Managing Pods | Cluster Administration

Overview
Viewing Pods
Limiting Run-once Pod Duration
Limiting the Bandwidth Available to Pods
Setting Pod Disruption Budgets
Injecting Information into Pods Using Pod Presets

Overview

This topic describes the management of pods, including limiting their run-once duration, and how much bandwidth they can use.

Viewing Pods

You can display usage statistics about pods, which provide the runtime environments for containers. These usage statistics include CPU, memory, and storage consumption.

To view the usage statistics:

$ oc adm top pods
NAME                         CPU(cores)   MEMORY(bytes)
hawkular-cassandra-1-pqx6l   219m         1240Mi
hawkular-metrics-rddnv       20m          1765Mi
heapster-n94r4               3m           37Mi

To view the usage statistics for pods with labels:

$ oc adm top pod --selector=''

You must choose the selector (label query) to filter on. Supports =, ==, and !=.

You must have cluster-reader permission to view the usage statistics.

Metrics must be installed to view the usage statistics.

Limiting Run-once Pod Duration

OKD relies on run-once pods to perform tasks such as deploying a pod or performing a build. Run-once pods are pods that have a RestartPolicy of Never or OnFailure.

The cluster administrator can use the RunOnceDuration admission control plug-in to force a limit on the time that those run-once pods can be active. Once the time limit expires, the cluster will try to actively terminate those pods. The main reason to have such a limit is to prevent tasks such as builds to run for an excessive amount of time.

Configuring the RunOnceDuration Plug-in

The plug-in configuration should include the default active deadline for run-once pods. This deadline is enforced globally, but can be superseded on a per-project basis.

admissionConfig:
  pluginConfig:
    RunOnceDuration:
      configuration:
        apiVersion: v1
        kind: RunOnceDurationConfig
        activeDeadlineSecondsOverride: 3600 (1)
....

1	Specify the global default for run-once pods in seconds.

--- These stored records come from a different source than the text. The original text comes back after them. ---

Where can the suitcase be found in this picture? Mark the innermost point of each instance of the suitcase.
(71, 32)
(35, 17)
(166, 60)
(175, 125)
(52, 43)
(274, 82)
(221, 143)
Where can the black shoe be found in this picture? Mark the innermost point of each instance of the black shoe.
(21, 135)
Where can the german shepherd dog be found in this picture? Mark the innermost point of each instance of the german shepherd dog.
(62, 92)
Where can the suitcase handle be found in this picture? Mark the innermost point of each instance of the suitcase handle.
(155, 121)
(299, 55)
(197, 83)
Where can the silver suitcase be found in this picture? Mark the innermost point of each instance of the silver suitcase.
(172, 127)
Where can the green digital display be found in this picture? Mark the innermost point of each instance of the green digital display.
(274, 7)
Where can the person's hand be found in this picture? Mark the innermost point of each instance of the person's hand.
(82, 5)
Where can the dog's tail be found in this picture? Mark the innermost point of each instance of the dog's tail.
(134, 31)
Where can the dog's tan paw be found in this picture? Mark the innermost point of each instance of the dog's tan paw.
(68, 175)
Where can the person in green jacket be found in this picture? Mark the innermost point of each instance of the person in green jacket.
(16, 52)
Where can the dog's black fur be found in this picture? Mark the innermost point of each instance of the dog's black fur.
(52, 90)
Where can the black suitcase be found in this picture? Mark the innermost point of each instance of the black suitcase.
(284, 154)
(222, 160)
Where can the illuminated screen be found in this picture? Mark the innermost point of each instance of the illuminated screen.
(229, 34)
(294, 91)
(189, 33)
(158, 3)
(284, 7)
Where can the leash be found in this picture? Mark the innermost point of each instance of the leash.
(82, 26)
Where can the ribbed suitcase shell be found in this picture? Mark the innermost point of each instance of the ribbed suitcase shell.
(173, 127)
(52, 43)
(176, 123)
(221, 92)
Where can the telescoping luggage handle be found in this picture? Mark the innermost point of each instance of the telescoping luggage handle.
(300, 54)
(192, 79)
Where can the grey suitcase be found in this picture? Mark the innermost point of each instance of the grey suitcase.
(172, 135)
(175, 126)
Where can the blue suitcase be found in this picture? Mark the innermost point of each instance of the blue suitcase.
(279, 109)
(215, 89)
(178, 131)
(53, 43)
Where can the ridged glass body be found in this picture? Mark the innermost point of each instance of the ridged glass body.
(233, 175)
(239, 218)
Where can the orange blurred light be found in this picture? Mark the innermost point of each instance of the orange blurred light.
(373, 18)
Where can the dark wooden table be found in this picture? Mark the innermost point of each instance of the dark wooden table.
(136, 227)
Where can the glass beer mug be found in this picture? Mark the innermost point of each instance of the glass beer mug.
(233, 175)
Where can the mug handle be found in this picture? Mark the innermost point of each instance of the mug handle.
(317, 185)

Specifying a Custom Duration per Project

In addition to specifying a global maximum duration for run-once pods, an administrator can add an annotation (openshift.io/active-deadline-seconds-override) to a specific project to override the global default.

For a new project, define the annotation in the project specification .yaml file.
```
apiVersion: v1
kind: Project
metadata:
  annotations:
    openshift.io/active-deadline-seconds-override: "1000" (1)
  name: myproject
```
1 Overrides the default active deadline seconds for run-once pods to 1000 seconds. Note that the value of the override must be specified in string form.

For an existing project,

Run oc edit and add the openshift.io/active-deadline-seconds-override: 1000 annotation in the editor.
```
$ oc edit namespace <project-name>
```
Or

Use the oc patch command:

$ oc patch namespace <project_name> -p '{"metadata":{"annotations":{"openshift.io/active-deadline-seconds-override":"1000"}}}'

Deploying an Egress Router Pod

Example 1. Example Pod Definition for an Egress Router

apiVersion: v1
kind: Pod
metadata:
  name: egress-1
  labels:
    name: egress-1
  annotations:
    pod.network.openshift.io/assign-macvlan: "true"
spec:
  containers:
  - name: egress-router
    image: openshift/origin-egress-router
    securityContext:
      privileged: true
    env:
    - name: EGRESS_SOURCE (1)
      value: 192.168.12.99
    - name: EGRESS_GATEWAY (2)
      value: 192.168.12.1
    - name: EGRESS_DESTINATION (3)
      value: 203.0.113.25
  nodeSelector:
    site: springfield-1 (4)

1	IP address on the node subnet reserved by the cluster administrator for use by this pod.
2	Same value as the default gateway used by the node itself.
3	Connections to the pod are redirected to 203.0.113.25, with a source IP address of 192.168.12.99
4	The pod will only be deployed to nodes with the label site springfield-1.

The pod.network.openshift.io/assign-macvlan annotation creates a Macvlan network interface on the primary network interface, and then moves it into the pod’s network name space before starting the egress-router container.

Preserve the quotation marks around "true". Omitting them will result in errors.

The pod contains a single container, using the openshift/origin-egress-router image, and that container is run privileged so that it can configure the Macvlan interface and set up iptables rules.

The environment variables tell the egress-router image what addresses to use; it will configure the Macvlan interface to use EGRESS_SOURCE as its IP address, with EGRESS_GATEWAY as its gateway.

NAT rules are set up so that connections to any TCP or UDP port on the pod’s cluster IP address are redirected to the same port on EGRESS_DESTINATION.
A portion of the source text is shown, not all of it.